Mayflower Beach smallAnother week of clouds and rain on Cape Cod. Then Thursday evening the sun began to break through, so John and I drove to Mayflower Beach to see the sunset. The tide was way out, creating a vast sweep of sand and sea. The sinking sun sparkled off the retreating waters and illuminated a light fog that hovered over the sand. It was otherworldly.

Down by the water’s edge, there was a family collecting something in buckets.  I asked the woman what she was gathering, and she demonstrated. Finding a dimple in the wet sand, she scratched with her foot and flipped out a rust-colored disk. “Sand dollar,” she said, dropping it into her bucket.

“Is it alive?”

“Yeah. You dry them and use them to decorate wreaths.  If you bought one of these in a store, it would cost a dollar.”

Taken aback, I looked at her nearly-full bucket, and the buckets of her husband and avidly collecting children. There were dozens and dozens of sentient beings there, about to be dried out and used as decorations.
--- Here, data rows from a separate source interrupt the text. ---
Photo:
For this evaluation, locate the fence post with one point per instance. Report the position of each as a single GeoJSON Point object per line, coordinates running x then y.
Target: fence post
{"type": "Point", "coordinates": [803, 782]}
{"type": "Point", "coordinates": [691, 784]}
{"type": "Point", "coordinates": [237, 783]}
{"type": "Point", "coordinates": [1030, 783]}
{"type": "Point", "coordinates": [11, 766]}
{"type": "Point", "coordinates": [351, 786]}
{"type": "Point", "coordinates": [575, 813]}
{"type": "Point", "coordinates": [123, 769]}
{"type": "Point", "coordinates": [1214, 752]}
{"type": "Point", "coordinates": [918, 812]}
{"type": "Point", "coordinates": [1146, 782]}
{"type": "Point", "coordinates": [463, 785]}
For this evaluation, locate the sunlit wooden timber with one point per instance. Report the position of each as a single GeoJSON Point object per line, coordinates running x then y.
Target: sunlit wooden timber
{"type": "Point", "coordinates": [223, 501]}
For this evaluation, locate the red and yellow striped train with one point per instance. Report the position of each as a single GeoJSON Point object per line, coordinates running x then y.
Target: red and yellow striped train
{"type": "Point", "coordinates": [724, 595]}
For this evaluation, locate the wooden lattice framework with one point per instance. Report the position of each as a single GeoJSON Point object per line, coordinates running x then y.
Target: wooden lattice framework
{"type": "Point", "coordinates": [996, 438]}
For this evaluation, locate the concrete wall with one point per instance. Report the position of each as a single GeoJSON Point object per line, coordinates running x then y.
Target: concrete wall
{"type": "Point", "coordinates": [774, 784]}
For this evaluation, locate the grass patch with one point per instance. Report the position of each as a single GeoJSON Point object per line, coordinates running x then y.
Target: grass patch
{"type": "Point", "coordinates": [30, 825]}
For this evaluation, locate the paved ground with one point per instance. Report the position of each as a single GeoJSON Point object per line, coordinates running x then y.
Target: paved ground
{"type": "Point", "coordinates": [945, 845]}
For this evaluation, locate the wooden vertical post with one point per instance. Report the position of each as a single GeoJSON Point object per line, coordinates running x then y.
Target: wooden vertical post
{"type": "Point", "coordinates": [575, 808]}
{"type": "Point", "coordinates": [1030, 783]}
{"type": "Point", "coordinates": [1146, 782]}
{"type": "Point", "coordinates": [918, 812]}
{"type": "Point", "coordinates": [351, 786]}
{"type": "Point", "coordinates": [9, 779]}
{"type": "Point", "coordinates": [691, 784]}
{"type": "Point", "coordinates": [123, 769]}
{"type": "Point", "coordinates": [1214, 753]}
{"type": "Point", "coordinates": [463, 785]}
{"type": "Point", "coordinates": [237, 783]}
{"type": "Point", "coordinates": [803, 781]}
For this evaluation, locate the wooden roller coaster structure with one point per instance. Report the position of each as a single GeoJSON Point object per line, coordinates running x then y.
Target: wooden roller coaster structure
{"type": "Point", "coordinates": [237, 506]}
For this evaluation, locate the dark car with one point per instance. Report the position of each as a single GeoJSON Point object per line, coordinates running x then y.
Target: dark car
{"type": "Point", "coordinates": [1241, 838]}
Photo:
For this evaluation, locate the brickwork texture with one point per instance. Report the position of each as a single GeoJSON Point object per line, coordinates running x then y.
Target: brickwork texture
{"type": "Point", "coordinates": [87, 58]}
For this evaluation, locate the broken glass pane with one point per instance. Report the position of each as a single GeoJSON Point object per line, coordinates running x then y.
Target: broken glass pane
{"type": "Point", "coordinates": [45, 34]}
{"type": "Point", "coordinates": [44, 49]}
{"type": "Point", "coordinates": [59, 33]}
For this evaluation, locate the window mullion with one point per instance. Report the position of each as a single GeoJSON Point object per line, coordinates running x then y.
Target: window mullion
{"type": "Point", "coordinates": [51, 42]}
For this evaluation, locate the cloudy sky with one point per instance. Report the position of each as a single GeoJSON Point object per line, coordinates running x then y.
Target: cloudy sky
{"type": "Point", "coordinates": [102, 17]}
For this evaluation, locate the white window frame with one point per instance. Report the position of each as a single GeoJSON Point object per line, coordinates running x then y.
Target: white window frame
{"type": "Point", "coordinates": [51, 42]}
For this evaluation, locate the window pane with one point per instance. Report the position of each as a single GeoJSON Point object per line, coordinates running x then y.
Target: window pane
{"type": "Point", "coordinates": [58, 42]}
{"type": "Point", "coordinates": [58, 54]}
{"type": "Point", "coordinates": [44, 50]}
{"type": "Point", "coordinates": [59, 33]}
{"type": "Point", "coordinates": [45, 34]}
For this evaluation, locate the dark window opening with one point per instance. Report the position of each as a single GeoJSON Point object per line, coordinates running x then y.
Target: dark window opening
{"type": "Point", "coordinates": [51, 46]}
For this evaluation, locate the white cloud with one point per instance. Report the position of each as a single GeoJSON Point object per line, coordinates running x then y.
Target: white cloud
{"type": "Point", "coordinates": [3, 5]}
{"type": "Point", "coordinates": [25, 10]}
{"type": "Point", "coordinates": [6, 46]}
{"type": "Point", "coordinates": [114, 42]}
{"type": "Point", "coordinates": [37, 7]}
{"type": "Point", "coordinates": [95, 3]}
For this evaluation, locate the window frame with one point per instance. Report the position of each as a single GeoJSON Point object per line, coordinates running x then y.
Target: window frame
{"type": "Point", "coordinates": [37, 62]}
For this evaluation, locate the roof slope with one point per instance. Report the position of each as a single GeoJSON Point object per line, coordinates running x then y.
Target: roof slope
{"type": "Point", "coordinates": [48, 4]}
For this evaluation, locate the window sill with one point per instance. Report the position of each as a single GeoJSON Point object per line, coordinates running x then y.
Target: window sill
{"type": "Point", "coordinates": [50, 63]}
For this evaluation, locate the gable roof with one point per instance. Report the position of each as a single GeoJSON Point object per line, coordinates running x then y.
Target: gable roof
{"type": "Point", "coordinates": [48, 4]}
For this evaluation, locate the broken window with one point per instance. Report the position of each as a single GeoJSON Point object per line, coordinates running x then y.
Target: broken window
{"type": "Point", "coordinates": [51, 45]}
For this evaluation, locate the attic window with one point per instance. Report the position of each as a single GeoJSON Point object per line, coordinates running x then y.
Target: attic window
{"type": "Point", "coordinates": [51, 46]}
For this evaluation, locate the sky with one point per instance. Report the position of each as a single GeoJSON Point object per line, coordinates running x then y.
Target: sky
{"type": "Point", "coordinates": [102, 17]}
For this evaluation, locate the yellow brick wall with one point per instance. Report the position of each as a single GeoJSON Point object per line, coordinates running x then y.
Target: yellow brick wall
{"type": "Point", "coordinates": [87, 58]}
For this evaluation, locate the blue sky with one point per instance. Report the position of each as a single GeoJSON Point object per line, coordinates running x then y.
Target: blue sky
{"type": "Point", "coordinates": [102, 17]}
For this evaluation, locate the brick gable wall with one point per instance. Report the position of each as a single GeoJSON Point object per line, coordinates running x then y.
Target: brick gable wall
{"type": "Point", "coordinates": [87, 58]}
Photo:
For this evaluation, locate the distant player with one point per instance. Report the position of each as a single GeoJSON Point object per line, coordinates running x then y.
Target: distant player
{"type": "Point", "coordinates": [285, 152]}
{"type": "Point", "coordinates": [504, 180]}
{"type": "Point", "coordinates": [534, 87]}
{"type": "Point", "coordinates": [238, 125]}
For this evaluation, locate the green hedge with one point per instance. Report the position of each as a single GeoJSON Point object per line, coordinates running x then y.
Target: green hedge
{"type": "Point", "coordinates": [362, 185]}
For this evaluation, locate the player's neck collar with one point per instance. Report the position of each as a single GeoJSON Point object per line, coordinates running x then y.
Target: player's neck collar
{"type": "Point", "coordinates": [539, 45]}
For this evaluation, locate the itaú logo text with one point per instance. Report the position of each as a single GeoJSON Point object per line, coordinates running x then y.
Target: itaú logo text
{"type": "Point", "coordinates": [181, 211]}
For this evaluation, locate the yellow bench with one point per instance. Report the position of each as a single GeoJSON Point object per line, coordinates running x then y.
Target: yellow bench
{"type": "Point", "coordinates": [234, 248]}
But who was I to judge? If I’d encountered a family gathering oysters, I would have smiled approvingly. Living off the land and all that. I eat beings every day with far more going on in the consciousness department than a sand dollar. Even so, the words of the Metta Sutra kept running through my head.

Whatever beings there may be
Whether they be weak or strong
Omitting none
The great and the mighty
The medium short and small
The seen and the unseen
Those living near and far away
Those born, and to be born
Let all beings be at ease.

I scratched up a sand dollar myself. “Here buddy. You’d better get out of here.” Carrying it further down the shore, I placed it gently in the water.